By comparison, the U.S. Virgin Islands, with roughly three times the population of the neighboring BVI — is officially reporting 94 deaths from COVID-19.

Other Caribbean countries with high per capita COVID death rates include: Trinidad & Tobago at 29, the Bahamas at 45, Grenada at 46, Bermuda at 48, Aruba at 49, Panama at 50, Saint Lucia at 52, the British Virgin Islands at 56, Belize at 59 and Costa Rica at 63.

Countries in the Caribbean identified by the CDC as “do not travel” include: the Bahamas, Bermuda, British Virgin Islands, Grenada, Guyana, Panama, Saint Lucia, Sint Maarten, St.
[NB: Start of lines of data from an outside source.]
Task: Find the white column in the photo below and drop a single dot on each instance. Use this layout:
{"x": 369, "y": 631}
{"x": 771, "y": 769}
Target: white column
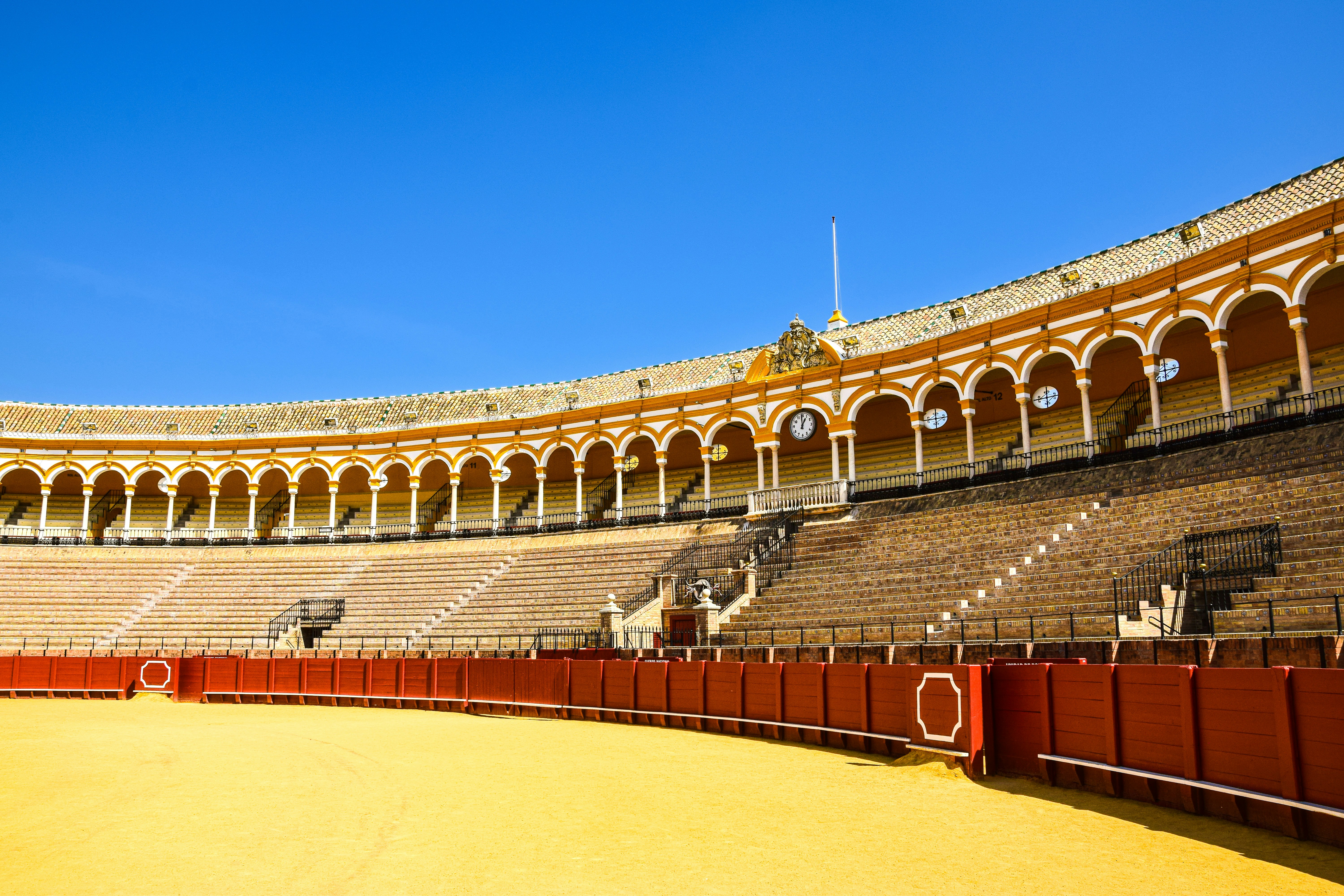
{"x": 171, "y": 491}
{"x": 917, "y": 425}
{"x": 455, "y": 480}
{"x": 970, "y": 412}
{"x": 662, "y": 460}
{"x": 1154, "y": 397}
{"x": 1023, "y": 397}
{"x": 1304, "y": 359}
{"x": 495, "y": 507}
{"x": 705, "y": 456}
{"x": 415, "y": 483}
{"x": 1083, "y": 378}
{"x": 88, "y": 492}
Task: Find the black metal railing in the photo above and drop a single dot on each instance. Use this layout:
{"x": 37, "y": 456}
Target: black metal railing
{"x": 1214, "y": 563}
{"x": 310, "y": 613}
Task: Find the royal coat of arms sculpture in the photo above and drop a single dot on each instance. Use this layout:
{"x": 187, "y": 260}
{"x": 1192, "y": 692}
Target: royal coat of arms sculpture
{"x": 798, "y": 349}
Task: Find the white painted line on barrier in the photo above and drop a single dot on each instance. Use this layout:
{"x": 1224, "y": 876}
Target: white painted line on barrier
{"x": 1202, "y": 785}
{"x": 557, "y": 706}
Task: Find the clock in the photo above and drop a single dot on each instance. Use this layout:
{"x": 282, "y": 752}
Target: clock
{"x": 803, "y": 426}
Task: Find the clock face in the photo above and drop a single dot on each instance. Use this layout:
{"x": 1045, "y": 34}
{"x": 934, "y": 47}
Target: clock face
{"x": 803, "y": 426}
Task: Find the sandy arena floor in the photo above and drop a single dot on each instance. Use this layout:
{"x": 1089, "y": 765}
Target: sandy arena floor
{"x": 149, "y": 797}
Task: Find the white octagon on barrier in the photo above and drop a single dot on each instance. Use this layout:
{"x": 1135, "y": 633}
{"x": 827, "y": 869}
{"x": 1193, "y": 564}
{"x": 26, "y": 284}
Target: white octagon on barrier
{"x": 951, "y": 738}
{"x": 167, "y": 674}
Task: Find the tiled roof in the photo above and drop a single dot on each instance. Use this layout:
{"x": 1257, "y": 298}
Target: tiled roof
{"x": 1111, "y": 267}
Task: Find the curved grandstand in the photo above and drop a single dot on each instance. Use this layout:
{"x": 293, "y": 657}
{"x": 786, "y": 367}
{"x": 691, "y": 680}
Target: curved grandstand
{"x": 982, "y": 469}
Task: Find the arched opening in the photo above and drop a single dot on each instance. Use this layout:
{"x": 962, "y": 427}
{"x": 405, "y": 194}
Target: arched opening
{"x": 193, "y": 506}
{"x": 642, "y": 484}
{"x": 886, "y": 441}
{"x": 998, "y": 420}
{"x": 1326, "y": 330}
{"x": 1261, "y": 351}
{"x": 685, "y": 469}
{"x": 21, "y": 502}
{"x": 1054, "y": 404}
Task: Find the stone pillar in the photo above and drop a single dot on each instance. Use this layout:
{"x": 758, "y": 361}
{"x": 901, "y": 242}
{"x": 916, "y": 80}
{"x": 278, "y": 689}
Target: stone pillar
{"x": 611, "y": 621}
{"x": 705, "y": 456}
{"x": 171, "y": 491}
{"x": 415, "y": 484}
{"x": 968, "y": 410}
{"x": 454, "y": 480}
{"x": 497, "y": 477}
{"x": 1154, "y": 394}
{"x": 706, "y": 622}
{"x": 1023, "y": 392}
{"x": 662, "y": 460}
{"x": 917, "y": 425}
{"x": 1218, "y": 342}
{"x": 1083, "y": 378}
{"x": 1298, "y": 322}
{"x": 294, "y": 493}
{"x": 579, "y": 491}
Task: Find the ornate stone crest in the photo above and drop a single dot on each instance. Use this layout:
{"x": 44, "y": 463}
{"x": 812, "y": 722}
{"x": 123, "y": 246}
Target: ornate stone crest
{"x": 798, "y": 349}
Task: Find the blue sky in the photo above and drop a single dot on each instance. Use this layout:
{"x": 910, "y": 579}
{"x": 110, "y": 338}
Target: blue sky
{"x": 237, "y": 203}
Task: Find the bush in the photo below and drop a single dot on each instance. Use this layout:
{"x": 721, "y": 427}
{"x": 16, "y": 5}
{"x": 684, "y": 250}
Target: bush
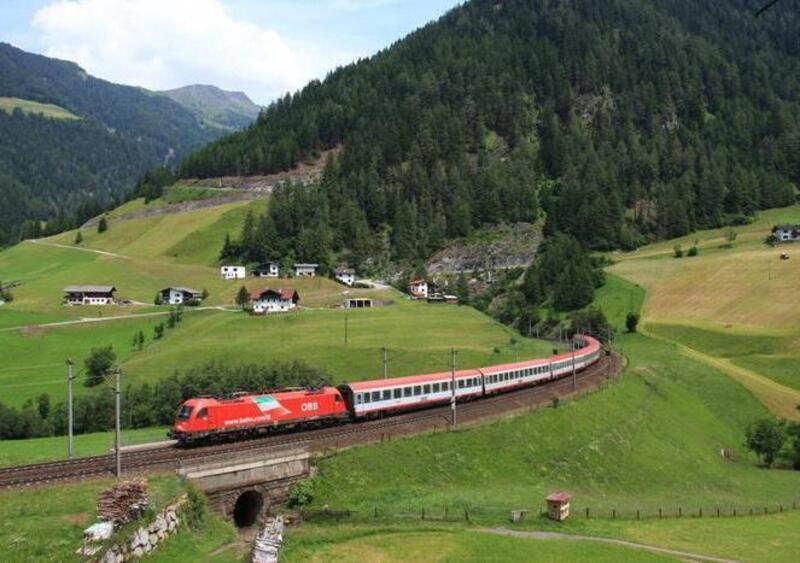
{"x": 196, "y": 509}
{"x": 99, "y": 364}
{"x": 765, "y": 438}
{"x": 631, "y": 321}
{"x": 302, "y": 493}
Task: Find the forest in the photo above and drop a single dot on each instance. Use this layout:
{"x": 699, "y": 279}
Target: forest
{"x": 55, "y": 174}
{"x": 620, "y": 122}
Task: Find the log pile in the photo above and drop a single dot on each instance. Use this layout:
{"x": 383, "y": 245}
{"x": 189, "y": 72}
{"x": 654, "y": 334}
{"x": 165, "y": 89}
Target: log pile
{"x": 268, "y": 543}
{"x": 123, "y": 502}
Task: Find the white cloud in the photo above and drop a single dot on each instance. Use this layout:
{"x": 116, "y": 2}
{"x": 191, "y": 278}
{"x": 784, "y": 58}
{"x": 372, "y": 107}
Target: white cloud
{"x": 161, "y": 44}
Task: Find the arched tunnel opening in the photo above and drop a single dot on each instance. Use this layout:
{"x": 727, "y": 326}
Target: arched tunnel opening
{"x": 248, "y": 508}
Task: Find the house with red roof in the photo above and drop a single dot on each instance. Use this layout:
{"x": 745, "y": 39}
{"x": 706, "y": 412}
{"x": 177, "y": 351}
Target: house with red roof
{"x": 279, "y": 300}
{"x": 418, "y": 289}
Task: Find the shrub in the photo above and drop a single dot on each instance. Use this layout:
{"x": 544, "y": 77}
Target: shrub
{"x": 99, "y": 364}
{"x": 196, "y": 508}
{"x": 765, "y": 438}
{"x": 302, "y": 493}
{"x": 631, "y": 321}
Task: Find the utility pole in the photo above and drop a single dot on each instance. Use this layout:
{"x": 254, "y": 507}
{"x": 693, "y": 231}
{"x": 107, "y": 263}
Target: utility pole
{"x": 453, "y": 384}
{"x": 117, "y": 437}
{"x": 574, "y": 373}
{"x": 70, "y": 377}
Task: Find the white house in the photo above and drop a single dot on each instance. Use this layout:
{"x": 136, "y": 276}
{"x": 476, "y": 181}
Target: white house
{"x": 345, "y": 276}
{"x": 233, "y": 272}
{"x": 89, "y": 294}
{"x": 274, "y": 300}
{"x": 179, "y": 295}
{"x": 305, "y": 270}
{"x": 418, "y": 289}
{"x": 267, "y": 270}
{"x": 787, "y": 233}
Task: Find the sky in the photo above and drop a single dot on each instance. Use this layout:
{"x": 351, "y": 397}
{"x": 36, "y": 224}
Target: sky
{"x": 262, "y": 47}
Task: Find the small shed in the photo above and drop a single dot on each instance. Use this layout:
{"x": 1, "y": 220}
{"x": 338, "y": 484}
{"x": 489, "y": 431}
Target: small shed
{"x": 558, "y": 506}
{"x": 357, "y": 303}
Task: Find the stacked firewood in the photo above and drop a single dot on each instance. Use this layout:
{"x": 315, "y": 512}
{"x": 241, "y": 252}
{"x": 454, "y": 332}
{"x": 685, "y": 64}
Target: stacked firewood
{"x": 123, "y": 502}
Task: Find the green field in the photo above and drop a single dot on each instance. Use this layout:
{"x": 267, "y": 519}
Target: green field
{"x": 438, "y": 543}
{"x": 51, "y": 111}
{"x": 736, "y": 309}
{"x": 46, "y": 524}
{"x": 19, "y": 452}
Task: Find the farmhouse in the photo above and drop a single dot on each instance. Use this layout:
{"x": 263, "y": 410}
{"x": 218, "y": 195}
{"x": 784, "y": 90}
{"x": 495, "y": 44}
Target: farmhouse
{"x": 346, "y": 276}
{"x": 787, "y": 233}
{"x": 179, "y": 295}
{"x": 274, "y": 300}
{"x": 305, "y": 270}
{"x": 233, "y": 272}
{"x": 89, "y": 294}
{"x": 418, "y": 289}
{"x": 267, "y": 270}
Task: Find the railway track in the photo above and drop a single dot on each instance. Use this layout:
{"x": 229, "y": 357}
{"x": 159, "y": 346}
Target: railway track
{"x": 322, "y": 439}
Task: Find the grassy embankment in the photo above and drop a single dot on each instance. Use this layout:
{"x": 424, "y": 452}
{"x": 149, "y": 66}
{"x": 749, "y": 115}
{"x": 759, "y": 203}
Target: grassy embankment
{"x": 736, "y": 309}
{"x": 46, "y": 524}
{"x": 652, "y": 440}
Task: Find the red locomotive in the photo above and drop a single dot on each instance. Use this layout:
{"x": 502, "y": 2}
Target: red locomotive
{"x": 244, "y": 415}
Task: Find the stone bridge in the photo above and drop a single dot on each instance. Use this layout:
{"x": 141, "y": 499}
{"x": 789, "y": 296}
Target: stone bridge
{"x": 243, "y": 487}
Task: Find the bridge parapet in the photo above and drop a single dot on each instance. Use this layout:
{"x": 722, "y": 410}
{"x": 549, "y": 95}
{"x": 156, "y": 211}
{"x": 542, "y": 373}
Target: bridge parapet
{"x": 244, "y": 487}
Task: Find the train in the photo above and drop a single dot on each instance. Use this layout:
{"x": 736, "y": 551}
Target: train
{"x": 242, "y": 415}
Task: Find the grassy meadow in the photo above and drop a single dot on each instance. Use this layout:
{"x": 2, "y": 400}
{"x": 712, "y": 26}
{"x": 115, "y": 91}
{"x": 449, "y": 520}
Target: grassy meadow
{"x": 51, "y": 111}
{"x": 737, "y": 308}
{"x": 443, "y": 544}
{"x": 47, "y": 523}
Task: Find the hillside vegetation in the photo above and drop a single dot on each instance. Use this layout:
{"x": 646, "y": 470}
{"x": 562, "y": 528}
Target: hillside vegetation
{"x": 735, "y": 305}
{"x": 624, "y": 120}
{"x": 51, "y": 111}
{"x": 76, "y": 143}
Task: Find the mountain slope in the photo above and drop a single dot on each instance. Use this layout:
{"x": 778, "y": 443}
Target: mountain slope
{"x": 215, "y": 107}
{"x": 49, "y": 168}
{"x": 623, "y": 120}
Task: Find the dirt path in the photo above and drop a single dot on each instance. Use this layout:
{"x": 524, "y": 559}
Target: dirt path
{"x": 68, "y": 247}
{"x": 686, "y": 556}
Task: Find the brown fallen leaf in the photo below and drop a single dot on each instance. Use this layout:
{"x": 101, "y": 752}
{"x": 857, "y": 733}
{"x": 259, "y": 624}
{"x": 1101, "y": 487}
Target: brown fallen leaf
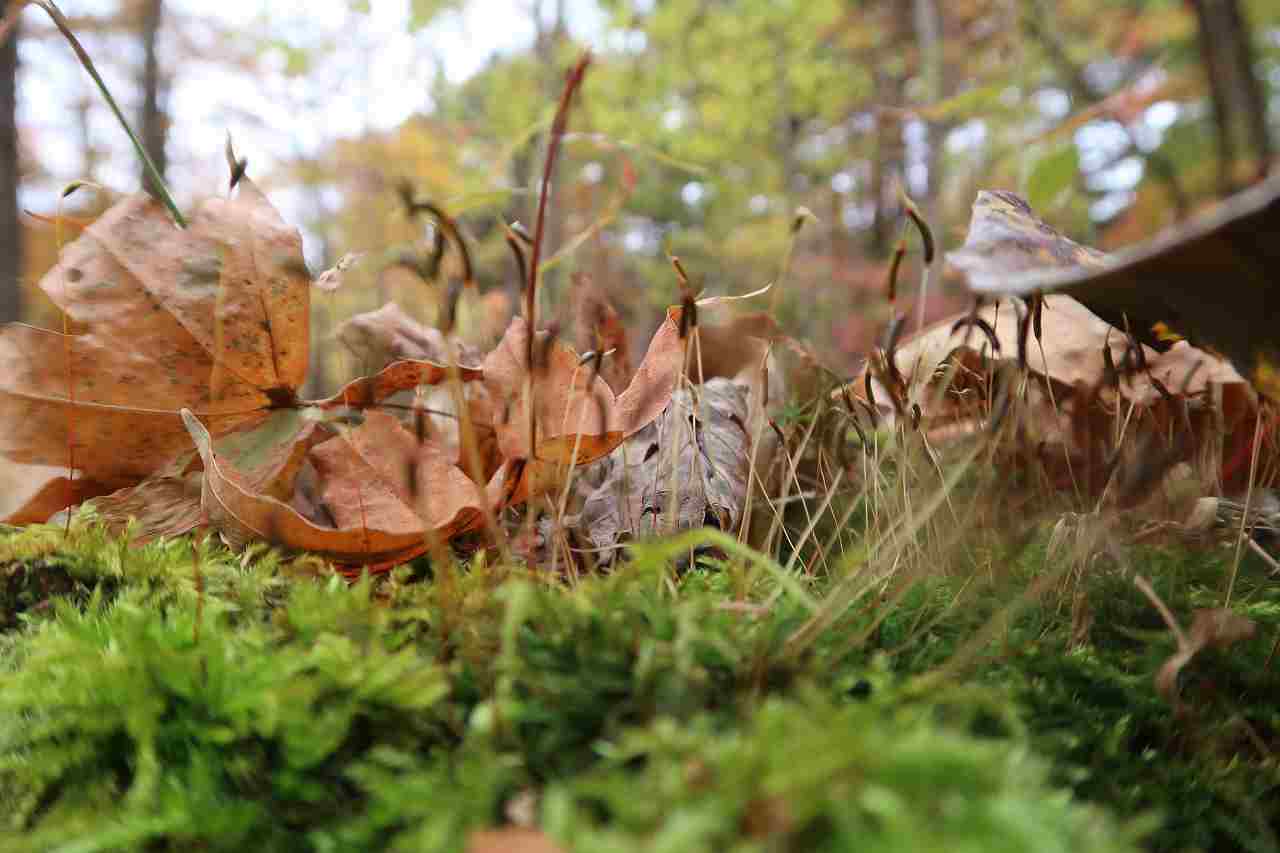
{"x": 387, "y": 495}
{"x": 213, "y": 318}
{"x": 576, "y": 415}
{"x": 1210, "y": 279}
{"x": 1070, "y": 351}
{"x": 1217, "y": 628}
{"x": 32, "y": 493}
{"x": 511, "y": 840}
{"x": 688, "y": 469}
{"x": 378, "y": 338}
Kitts and Nevis and Turks & Caicos,

The United States Embassy in Barbados officially issued a Level 4 Travel Health Notice warning on Tortola, Virgin Gorda, Jost Van Dyke and Anegada on Tuesday.

Rocketing infections

With the omicron variant now present in most countries, flare-ups took place in every region of the world.

The number of cases soared by 210 percent in Asia, 142 percent in the Middle East, 126 percent in the Latin America-Caribbean region and 59 percent in Oceania.

In the United States and Canada cases rose 31 percent and they were up a quarter in Europe.

Africa stood alone in seeing an improvement, with an 11 percent drop.

Meanwhile, COVID-19 infections are reaching new peaks in the Americas with 7.2 million new cases and more than 15,000 COVID-related deaths in the last week, according to PAHO.

Given a shortage of testing, PAHO recommended that countries prioritize rapid antigen tests for people with COVID-19 symptoms and who are at risk of spreading the virus.

Even though more than 60 percent of people in Latin America and the Caribbean have been fully vaccinated against COVID-19, Omicron is spreading rapidly in all regions, said PAHO Incident Manager Sylvain Aldighieri.

The variant’s advance in coming weeks and months will depend on public health measures to contain it, including use of masks and social distancing and above all vaccinations, to reduce the severity of COVID-19 cases and hospitalizations, he said.

Brazil reported a record 137,103 cases of the coronavirus in 24 hours as Omicron spread in Latin America’s largest country, the Health Ministry said on Tuesday, as new infections soared above the previous daily record of 115,228 in June last year.

Brazil has the world’s third highest death toll from COVID-19 after the United States and Russia, according to a Reuters tally.